Personality, Psychological Assessment, and Psychological Methods, University of Koblenz-Landau, Fortstr. 7, 76829, Landau, Germany.
Abteilung für Angewandte Psychologie und Methodenforschung, Alpen-Adria-Universität Klagenfurt, Universitätsstraße 65-67, 9020, Klagenfurt am Wörthersee, Austria.
Behav Res Methods. 2019 Apr;51(2):747-768. doi: 10.3758/s13428-018-1085-9.

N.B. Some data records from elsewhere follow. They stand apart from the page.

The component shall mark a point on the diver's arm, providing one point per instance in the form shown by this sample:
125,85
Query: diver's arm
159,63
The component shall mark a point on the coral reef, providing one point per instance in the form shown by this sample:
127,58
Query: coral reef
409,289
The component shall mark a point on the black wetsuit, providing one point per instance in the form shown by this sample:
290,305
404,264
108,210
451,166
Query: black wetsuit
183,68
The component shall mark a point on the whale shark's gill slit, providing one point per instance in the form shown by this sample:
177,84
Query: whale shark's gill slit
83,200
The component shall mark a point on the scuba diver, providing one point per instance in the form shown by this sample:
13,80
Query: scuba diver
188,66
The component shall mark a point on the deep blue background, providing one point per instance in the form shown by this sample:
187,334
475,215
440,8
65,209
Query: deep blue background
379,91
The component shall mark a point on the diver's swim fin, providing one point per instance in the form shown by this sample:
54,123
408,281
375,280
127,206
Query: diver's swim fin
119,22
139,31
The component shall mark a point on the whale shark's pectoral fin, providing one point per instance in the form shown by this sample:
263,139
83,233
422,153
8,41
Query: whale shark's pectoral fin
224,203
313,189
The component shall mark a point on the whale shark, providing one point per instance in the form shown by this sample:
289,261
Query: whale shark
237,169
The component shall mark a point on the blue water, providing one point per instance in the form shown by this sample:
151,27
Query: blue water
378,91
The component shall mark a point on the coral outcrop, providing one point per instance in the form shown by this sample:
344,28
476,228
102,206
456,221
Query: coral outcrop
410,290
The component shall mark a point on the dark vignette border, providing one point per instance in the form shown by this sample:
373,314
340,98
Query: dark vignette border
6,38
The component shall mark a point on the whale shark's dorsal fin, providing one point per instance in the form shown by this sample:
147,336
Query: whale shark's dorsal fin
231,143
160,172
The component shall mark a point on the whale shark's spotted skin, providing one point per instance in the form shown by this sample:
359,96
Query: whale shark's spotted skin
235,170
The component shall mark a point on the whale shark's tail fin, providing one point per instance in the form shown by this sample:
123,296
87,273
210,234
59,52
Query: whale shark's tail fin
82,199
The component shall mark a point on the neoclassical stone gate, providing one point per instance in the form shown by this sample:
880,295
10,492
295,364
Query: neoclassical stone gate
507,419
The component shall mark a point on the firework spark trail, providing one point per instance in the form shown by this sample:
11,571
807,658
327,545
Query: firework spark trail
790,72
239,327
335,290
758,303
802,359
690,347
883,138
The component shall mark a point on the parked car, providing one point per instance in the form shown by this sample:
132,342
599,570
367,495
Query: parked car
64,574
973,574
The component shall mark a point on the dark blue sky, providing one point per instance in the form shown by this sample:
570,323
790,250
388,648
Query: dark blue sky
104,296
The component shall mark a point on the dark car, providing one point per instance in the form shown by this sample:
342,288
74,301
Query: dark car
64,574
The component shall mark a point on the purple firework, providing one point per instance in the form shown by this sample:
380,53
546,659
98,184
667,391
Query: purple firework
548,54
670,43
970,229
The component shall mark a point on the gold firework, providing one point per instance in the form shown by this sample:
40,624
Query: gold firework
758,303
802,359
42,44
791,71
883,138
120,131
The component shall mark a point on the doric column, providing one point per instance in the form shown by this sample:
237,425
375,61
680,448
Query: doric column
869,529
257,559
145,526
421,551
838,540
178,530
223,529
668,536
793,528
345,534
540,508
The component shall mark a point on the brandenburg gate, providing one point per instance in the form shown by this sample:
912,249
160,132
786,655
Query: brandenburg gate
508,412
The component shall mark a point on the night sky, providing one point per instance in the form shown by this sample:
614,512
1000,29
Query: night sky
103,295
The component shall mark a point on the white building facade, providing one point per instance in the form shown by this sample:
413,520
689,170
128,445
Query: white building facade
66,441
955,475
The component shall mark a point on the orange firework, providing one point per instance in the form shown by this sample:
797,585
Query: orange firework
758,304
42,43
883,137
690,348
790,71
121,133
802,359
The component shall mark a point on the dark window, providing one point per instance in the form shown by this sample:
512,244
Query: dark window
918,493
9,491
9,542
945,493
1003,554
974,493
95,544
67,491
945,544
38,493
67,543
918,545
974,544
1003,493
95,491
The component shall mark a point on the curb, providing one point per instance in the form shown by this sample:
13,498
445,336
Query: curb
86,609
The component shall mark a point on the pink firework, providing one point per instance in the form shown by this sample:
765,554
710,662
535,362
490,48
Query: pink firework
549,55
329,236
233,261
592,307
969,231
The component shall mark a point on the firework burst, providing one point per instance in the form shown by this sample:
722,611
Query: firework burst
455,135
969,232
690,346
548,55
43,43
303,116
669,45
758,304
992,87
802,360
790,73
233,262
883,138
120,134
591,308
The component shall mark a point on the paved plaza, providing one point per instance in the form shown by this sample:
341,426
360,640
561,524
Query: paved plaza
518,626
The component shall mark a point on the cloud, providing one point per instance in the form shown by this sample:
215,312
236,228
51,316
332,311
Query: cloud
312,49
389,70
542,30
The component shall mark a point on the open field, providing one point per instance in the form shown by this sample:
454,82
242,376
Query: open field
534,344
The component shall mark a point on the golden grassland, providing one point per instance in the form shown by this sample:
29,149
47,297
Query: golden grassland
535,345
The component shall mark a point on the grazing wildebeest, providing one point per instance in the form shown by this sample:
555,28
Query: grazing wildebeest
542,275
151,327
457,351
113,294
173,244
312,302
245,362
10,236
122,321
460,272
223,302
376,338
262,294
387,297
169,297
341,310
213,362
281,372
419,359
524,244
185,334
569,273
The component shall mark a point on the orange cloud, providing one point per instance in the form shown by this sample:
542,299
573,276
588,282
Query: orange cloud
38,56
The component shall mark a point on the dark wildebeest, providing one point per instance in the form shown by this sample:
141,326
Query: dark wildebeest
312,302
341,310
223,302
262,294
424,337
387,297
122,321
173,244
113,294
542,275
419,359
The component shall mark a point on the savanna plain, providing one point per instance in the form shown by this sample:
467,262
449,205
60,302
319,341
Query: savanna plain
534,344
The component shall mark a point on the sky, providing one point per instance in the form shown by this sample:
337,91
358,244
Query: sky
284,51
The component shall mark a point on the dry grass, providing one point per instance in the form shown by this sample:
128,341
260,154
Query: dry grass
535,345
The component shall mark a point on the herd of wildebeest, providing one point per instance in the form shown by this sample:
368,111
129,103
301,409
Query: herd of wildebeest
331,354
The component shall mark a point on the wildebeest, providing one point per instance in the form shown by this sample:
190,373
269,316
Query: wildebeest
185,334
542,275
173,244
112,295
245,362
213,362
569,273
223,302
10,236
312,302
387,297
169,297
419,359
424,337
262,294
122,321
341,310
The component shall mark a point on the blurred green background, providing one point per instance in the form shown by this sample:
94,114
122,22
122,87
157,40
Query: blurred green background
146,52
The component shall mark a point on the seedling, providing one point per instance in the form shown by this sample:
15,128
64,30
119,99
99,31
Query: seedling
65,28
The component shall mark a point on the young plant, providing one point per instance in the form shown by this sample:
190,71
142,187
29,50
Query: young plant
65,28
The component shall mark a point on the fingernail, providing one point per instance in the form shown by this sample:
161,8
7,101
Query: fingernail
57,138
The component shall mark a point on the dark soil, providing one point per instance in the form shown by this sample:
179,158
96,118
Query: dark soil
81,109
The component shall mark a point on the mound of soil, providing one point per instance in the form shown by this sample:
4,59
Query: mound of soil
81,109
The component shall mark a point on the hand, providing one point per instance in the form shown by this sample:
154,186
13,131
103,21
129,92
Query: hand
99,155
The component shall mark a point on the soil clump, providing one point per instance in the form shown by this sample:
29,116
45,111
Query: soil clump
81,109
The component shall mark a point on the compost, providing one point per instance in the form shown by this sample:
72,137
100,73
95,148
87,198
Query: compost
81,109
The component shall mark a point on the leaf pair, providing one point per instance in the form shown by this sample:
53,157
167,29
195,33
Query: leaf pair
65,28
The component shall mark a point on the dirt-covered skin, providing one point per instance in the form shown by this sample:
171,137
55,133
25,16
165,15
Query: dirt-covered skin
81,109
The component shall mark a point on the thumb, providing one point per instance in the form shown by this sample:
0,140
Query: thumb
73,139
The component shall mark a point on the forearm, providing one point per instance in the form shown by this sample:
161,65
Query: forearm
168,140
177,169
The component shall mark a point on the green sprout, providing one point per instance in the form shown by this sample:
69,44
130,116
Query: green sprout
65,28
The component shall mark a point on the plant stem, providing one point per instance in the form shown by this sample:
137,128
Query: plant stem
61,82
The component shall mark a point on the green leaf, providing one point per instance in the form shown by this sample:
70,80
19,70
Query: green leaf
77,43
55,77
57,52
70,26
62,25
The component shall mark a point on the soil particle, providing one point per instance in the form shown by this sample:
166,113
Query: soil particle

This article proposes an optical measurement of movement applied to data from video recordings of facial expressions of emotion. The approach offers a way to capture motion adapted from the film industry in which markers placed on the skin of the face can be tracked with a pattern-matching algorithm. The method records and postprocesses raw facial movement data (coordinates per frame) of distinctly placed markers and is intended for use in facial expression research (e.g., microexpressions) in laboratory settings. Due to the explicit use of specifically placed, artificial markers, the procedure offers the simultaneous measurement of several emotionally relevant markers in a (psychometrically) objective and artifact-free way, even for facial regions without natural landmarks (e.g., the cheeks). In addition, the proposed procedure is fully based on open-source software and is transparent at every step of data processing. Two worked examples demonstrate the practicability of the proposed procedure: In Study 1(N= 39), the participants were instructed to show the emotions happiness, sadness, disgust, and anger, and in Study 2 (N= 113), they were asked to present both a neutral face and the emotions happiness, disgust, and fear. Study 2 involved the simultaneous tracking of 14 markers for approximately 12 min per participant with a time resolution of 33 ms. The measured facial movements corresponded closely to the assumptions of established measurement instruments (EMFACS, FACSAID, Friesen & Ekman, 1983; Ekman & Hager, 2002). In addition, the measurement was found to be very precise with sub-second, sub-pixel, and sub-millimeter accuracy.
本文提出了一种应用于情感面部表情视频记录的运动光学测量方法。该方法提供了一种从电影行业中获取运动的方式,在电影行业中,可以使用模式匹配算法来跟踪放置在皮肤表面的标记。该方法记录和后处理原始的面部运动数据(每帧的坐标),并明确放置的标记,旨在用于实验室环境中的面部表情研究(例如微表情)。由于明确使用了特别放置的人工标记,该程序可以以(心理测量学)客观且无伪影的方式同时测量多个与情绪相关的标记,即使对于没有自然标记(例如脸颊)的面部区域也是如此。此外,所提出的程序完全基于开源软件,并且在数据处理的每个步骤都是透明的。两个示例研究说明了所提出的程序的实用性:在研究 1(N=39)中,要求参与者展示快乐、悲伤、厌恶和愤怒这四种情绪;在研究 2(N=113)中,他们被要求展示中性脸以及快乐、厌恶和恐惧这四种情绪。研究 2涉及对每个参与者的大约 12 分钟进行 14 个标记的同时跟踪,时间分辨率为 33ms。所测量的面部运动与既定测量仪器(EMFACS、FACSAID、Friesen 和 Ekman,1983;Ekman 和 Hager,2002)的假设非常吻合。此外,该测量具有亚秒、亚像素和亚毫米级的精度,非常精确。